DOI: http://dx.doi.org/10.18203/2349-3933.ijam20162023

Comparative study of efficacy and safety of sitagliptin versus glimepiride in patients of type-2 diabetes mellitus inadequately controlled with metformin alone

Manuj Sharma, Rakesh Sonawane, J.L. Marko

Abstract


Background: Di-peptidyl peptidase-4 inhibitors when used as monotherapy or in combination with other drugs such as metfomin, thiazolidinedione or sulphonylurea are effective and well tolerated in diabetes management. The aim was to evaluate the safety and efficacy of sitagliptin compared to glimepiride as a dual therapy for the treatment of type-2 diabetes patients inadequately controlled with metformin.

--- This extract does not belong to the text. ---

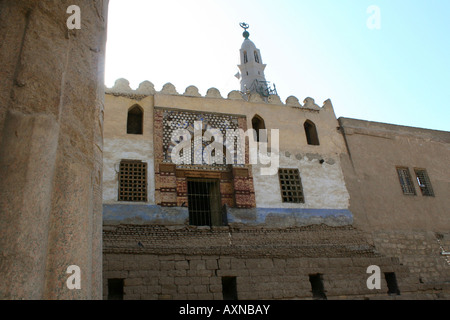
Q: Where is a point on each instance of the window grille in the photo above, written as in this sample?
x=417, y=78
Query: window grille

Methods: It was an observational, open, comparative and multiple follow up study, included 70 patients visiting department of medicine and department of pharmacology at Gandhi Medical College and associated Hamidia Hospital, Bhopal, Madhya Pradesh, India for the period of 1 year. Patients of type 2 diabetes who were on metormin at least for last 3 months and were with inadequate glycemic control (HbA1C levels >7% and <10%) were included. All the patients were divided into two groups: Group G (35 patients; received glimepiride 2 mg per day) and Group S (35 patients received sitagliptin 100 mg per day). Treatment was provided for the period of 18 weeks and patients were called for 3 follow ups at the end of 4, 12 and 18 weeks. All the patients were investigated for glycated hemoglobin (HbA1c), fasting blood glucose (FBG) and post prandial glucose (PPG) along with adverse drug reaction if any.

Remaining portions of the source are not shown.